There is one consequence of globalization that isn’t often discussed but is of great importance to pension funds, says Scott Nisbet, a partner with Baillie Gifford in Scotland — and that’s exacerbated short-termism.
His message reminds plan sponsors of how human beings are programmed to be short-termist in a world where even complex government policies are now made in 140-character tweets. Given that reality, is it futile to think, and act, for the long term?
“In investing, time is not actually of the essence,” Nisbet says, adding that, longer term, plan sponsors will get much better returns. “Time horizons should actually be getting longer because we are living longer.”
According to Nisbet, factors such as the environment and our own human nature are causing reactionary decision-making. “We are beset by short-term noise on all sides, all the time,” he says. “Instant news flow encourages you to do something.” But he adds that most stock market participants are not long term — most are very short-term and their time horizon is getting shorter.
Eating the Marshmallow
It comes naturally. Humans, by nature, are programmed to be short term for survival reasons. Nisbet demonstrates with an updated version of a 1960s Stanford University psychological experiment, now quite well known as the “marshmallow test.”

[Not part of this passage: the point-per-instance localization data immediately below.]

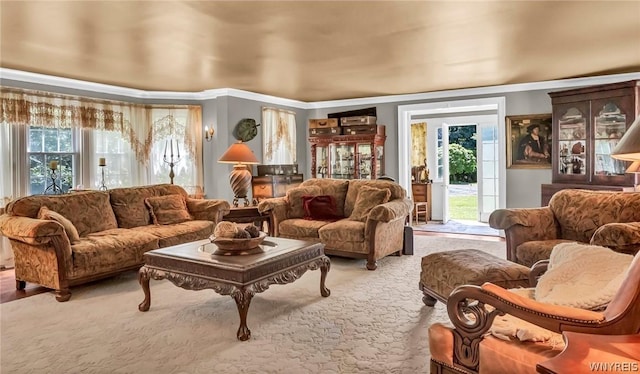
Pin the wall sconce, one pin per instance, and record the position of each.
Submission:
(208, 133)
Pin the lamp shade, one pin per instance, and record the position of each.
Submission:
(628, 148)
(239, 153)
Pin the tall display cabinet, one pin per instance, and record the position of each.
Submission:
(587, 124)
(358, 156)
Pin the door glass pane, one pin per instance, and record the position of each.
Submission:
(572, 139)
(610, 125)
(439, 161)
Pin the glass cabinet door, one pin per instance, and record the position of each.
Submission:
(322, 162)
(610, 124)
(364, 161)
(379, 161)
(342, 160)
(572, 140)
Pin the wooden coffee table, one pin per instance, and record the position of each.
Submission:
(193, 266)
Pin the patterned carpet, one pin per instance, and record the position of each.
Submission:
(458, 227)
(373, 322)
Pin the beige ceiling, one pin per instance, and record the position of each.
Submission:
(314, 51)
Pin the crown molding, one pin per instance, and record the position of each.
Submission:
(489, 90)
(36, 78)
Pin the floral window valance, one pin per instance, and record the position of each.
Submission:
(133, 121)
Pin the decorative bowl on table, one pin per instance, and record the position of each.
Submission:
(232, 246)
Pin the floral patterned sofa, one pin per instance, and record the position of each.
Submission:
(604, 218)
(368, 221)
(61, 241)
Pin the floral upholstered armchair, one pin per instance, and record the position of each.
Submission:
(477, 342)
(605, 218)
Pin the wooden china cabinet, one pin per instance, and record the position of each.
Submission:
(587, 124)
(359, 156)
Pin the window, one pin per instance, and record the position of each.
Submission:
(170, 128)
(279, 137)
(47, 144)
(120, 160)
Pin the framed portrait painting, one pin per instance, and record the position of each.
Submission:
(529, 141)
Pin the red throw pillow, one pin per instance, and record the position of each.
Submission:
(320, 208)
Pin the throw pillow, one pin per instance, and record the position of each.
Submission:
(582, 276)
(368, 198)
(294, 196)
(69, 228)
(168, 209)
(320, 208)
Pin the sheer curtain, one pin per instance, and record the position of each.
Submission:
(6, 187)
(177, 131)
(279, 145)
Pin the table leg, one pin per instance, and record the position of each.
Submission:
(143, 279)
(243, 299)
(324, 269)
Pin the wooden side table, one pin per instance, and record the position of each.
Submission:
(249, 214)
(589, 353)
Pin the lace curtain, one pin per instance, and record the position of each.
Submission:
(279, 146)
(22, 107)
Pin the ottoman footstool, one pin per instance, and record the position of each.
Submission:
(442, 272)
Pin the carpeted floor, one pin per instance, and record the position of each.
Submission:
(458, 227)
(373, 322)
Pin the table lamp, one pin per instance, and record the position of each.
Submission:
(628, 149)
(240, 178)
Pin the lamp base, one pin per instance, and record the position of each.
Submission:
(240, 179)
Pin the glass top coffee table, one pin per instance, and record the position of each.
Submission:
(194, 266)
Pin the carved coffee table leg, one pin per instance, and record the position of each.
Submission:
(243, 299)
(324, 269)
(143, 279)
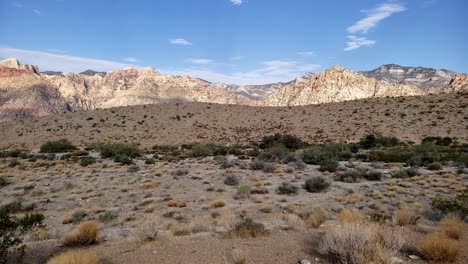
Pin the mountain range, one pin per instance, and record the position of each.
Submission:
(26, 92)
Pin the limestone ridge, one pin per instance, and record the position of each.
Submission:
(25, 92)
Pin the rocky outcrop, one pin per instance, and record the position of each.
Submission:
(13, 63)
(335, 85)
(421, 77)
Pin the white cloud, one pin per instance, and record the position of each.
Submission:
(374, 16)
(357, 42)
(306, 53)
(201, 61)
(180, 41)
(130, 59)
(59, 62)
(237, 57)
(236, 2)
(270, 72)
(17, 4)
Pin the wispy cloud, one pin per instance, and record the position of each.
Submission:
(355, 42)
(59, 62)
(237, 57)
(201, 61)
(236, 2)
(180, 41)
(374, 16)
(269, 72)
(17, 4)
(306, 53)
(130, 59)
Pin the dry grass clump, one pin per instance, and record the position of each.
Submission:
(247, 228)
(350, 216)
(266, 209)
(180, 229)
(85, 234)
(438, 247)
(239, 256)
(148, 231)
(74, 257)
(316, 218)
(453, 227)
(360, 243)
(403, 217)
(218, 203)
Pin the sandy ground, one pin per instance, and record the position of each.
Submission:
(408, 118)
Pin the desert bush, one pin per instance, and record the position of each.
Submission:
(231, 180)
(108, 216)
(150, 161)
(74, 257)
(133, 169)
(438, 247)
(239, 256)
(218, 203)
(275, 153)
(147, 231)
(329, 165)
(119, 150)
(247, 228)
(87, 160)
(205, 150)
(287, 188)
(453, 227)
(404, 217)
(350, 216)
(359, 243)
(288, 141)
(4, 181)
(374, 176)
(434, 166)
(85, 234)
(62, 145)
(376, 140)
(316, 218)
(457, 204)
(11, 230)
(317, 184)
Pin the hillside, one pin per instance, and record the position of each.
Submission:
(409, 118)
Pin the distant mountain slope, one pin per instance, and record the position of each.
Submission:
(335, 85)
(421, 77)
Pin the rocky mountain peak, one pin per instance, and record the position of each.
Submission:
(13, 63)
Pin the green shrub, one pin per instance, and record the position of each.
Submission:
(329, 165)
(457, 204)
(150, 161)
(287, 188)
(288, 141)
(257, 165)
(373, 141)
(87, 160)
(11, 229)
(4, 181)
(231, 180)
(62, 145)
(317, 184)
(434, 166)
(108, 216)
(123, 159)
(119, 150)
(374, 176)
(248, 229)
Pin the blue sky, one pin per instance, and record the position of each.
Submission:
(235, 41)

Small children were given the option to eat what was presented to them immediately or to wait for 10 minutes and get a second marshmallow.
“Sixty-six percent of the children eat the marshmallow, some of them immediately,” Nisbet says. The experiment had the scientists follow the test subjects for the next 30 years. The 35 percent that were patient had higher SAT scores, earned higher salaries at age 30, had longer marriages and had lower body fat percentages.
“This combination of our short-term environment and our human nature is a very, very powerful combination.” So how does this help with investing?
A long-term perspective provides a very different outlook on what’s happening in markets, Nisbet says, and by ignoring the news — even if just for a week after it happens — plan sponsors will have a better perspective on what’s occurred. Nisbet showed a 2,000-year graph of world GDP growth and contrasted the clear picture of a continuing exponential rise in GDP growth for the last 200 years with daily headlines of gloom.
The same principles go for selection of managers. Nisbet says a combination of managers who are taking a long-term view of the stocks plus plan sponsors that are taking a long-term view of their long-term managers results in far better returns.
But that isn’t easy, Nisbet says. Even though all the evidence suggests you should not look at performance over less than five years or you will fire the best managers (he refers to a study by Jack Bogle of Vanguard but other studies come to similar conclusions), we are tempted to make decisions on much shorter term numbers.
Nisbet left plan sponsors thinking about how to be more ruthless with fund managers about their short-term investment cultures, being involved in M&A, people changes, and not taking enough active risk. He advised plans to just be patient on investment performance.